UN mission helps Ivorians repair polling stations ahead of scheduled elections
The United Nations peacekeeping mission to Côte d’Ivoire (UNOCI) says it has repaired almost 90 per cent of polling stations across the West African country ahead of national presidential elections planned for later this year.
Electoral experts with the mission have repaired some 9,150 stations out of a total of 10,493, the director of UNOCI’s electoral assistance division, Ahmedou El Becaye Seck, told reporters at a press conference in Abidjan yesterday.
Mr. Seck said mission staff have also helped update the country’s electoral cartography so that local authorities can more easily identify the population and register voters before the polls.
By helping to organize the mobile court hearings across the country, about 400,000 people have received substitute birth certificates, according to the mission.
Identification of eligible Ivorian voters has been a major issue in the nation, which in 2002 became divided between the Government-controlled south and the rebel-held north, and led to the deployment of UNOCI to keep the peace.
The Ouagadougou Political Agreement, reached early last year, is designed to end the political stand-off.

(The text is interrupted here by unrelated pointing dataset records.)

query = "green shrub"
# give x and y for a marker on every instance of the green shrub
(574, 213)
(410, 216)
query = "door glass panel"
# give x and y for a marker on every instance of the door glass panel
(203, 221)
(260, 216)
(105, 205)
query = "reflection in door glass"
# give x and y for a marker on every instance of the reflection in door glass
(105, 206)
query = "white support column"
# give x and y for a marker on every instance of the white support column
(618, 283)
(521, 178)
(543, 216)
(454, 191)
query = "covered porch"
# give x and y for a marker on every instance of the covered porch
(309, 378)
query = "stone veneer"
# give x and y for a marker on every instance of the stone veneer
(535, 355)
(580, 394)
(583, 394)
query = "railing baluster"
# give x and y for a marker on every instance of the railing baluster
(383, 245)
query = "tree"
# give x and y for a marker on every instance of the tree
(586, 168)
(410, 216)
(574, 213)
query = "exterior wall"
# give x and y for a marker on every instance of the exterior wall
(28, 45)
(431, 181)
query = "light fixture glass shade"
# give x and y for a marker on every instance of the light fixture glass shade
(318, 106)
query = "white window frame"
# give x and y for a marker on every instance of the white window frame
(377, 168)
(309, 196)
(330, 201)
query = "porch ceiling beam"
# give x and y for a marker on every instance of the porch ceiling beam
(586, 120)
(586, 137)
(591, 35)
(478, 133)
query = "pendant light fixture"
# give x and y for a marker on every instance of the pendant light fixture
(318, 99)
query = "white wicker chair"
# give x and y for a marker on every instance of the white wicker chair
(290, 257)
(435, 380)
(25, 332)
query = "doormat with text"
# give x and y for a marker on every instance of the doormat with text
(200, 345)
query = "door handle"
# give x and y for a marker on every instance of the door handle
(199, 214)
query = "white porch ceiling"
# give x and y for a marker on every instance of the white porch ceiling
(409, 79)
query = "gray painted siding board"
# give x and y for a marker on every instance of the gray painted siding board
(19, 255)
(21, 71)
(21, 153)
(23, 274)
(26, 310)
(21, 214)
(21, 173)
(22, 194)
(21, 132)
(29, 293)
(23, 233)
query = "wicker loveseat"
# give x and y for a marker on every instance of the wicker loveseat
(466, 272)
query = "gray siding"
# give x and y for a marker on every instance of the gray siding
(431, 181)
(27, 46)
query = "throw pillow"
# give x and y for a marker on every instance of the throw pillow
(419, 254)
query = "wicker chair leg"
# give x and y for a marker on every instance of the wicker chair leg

It calls for the formation of a new transitional government, the holding of free and fair elections, and merging the national defence and security forces with the rebel Forces Nouvelles into an integrated body.
Today, after meeting with Ivorian Justice Minister Mamadou Koné in Abidjan, the Secretary-General’s Special Representative Y. J. Choi praised the leadership of Ivorian authorities in the mobile court process and pledged UNOCI’s continuing support.